Witnessing some of this media coverage over the Olympics has me wanting to defend these Olympians as much as I would want to protect my own children.
The latest critics ripped Lolo Jones for finishing fourth in the 100M hurdles. As a former athlete I find Lolo's accomplishment absolutely remarkable. Is the Gold medal how we define success rather than the injuries and personal challenges Lolo has overcome?
We can learn a lot from these inspiring athletes and their stories. Such as Harper and Wells showing enthusiasm, love for their country, and gratitude for the opportunity to compete and coming home with the Silver and Bronze with such pride. But also true sportsmanship, congratulating the incredible performance by Sally Pearson who broke the Olympic Record. (Our Aussie players will appreciate that shout out!)
As we are watching these amazing athletes and undoubtedly hope for the best, we should congratulate their story of success, no matter the medal or lack there of and more importantly remember to support those who fall short of their dreams. Take a page from Pistorius. That was the most touching post event interview I have seen to date because of his ability to see and articulate what success means.
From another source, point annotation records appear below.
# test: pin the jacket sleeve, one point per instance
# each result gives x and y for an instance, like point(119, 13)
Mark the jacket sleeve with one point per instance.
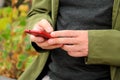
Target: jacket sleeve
point(104, 47)
point(40, 9)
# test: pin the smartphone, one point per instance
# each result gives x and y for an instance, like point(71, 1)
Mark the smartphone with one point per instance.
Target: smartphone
point(39, 33)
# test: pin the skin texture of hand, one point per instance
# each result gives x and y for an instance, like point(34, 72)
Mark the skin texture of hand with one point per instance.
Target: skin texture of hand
point(43, 25)
point(75, 42)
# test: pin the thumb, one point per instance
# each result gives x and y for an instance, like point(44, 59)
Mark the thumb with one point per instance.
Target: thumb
point(45, 25)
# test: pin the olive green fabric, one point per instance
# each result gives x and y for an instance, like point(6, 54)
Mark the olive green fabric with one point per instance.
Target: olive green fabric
point(104, 47)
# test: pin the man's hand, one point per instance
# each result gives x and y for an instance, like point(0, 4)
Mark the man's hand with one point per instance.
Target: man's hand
point(43, 25)
point(75, 42)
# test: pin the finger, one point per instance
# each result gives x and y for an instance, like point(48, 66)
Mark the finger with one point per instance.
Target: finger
point(78, 54)
point(36, 39)
point(64, 33)
point(43, 46)
point(46, 25)
point(63, 41)
point(71, 48)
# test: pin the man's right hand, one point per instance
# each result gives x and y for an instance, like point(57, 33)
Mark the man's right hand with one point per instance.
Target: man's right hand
point(43, 25)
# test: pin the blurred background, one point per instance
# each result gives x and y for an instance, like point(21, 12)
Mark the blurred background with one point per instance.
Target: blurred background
point(16, 53)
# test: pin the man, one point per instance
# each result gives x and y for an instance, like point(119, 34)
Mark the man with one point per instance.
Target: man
point(86, 44)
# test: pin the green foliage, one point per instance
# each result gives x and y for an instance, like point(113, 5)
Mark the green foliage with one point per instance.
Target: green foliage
point(16, 52)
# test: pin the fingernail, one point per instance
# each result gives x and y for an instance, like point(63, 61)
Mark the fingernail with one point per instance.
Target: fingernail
point(49, 29)
point(50, 41)
point(53, 34)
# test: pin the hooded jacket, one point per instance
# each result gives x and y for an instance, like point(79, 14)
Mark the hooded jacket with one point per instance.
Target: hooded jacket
point(103, 47)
I am proud to be an American and am watching as closely as anyone with the hopes that the USA wins the most Gold medals. As a coach, I believe in pushing athletes to their full potential and challenging them to be more mentally tough. But as a fan of these Olympians, I believe they have achieved this, thus they are representing our great country. Olympians put themselves out there and sacrifice more than most of us could imagine. Let's not criticize them.
Let's change the culture that only defines success by winning a Gold. What if our media more often researches what is deeper than the clock, the score, and the Gold medal, and sticks to every individuals story of success? Isn't that what we want to hear? The success of an Olympic champion, as defined by the story of their lives.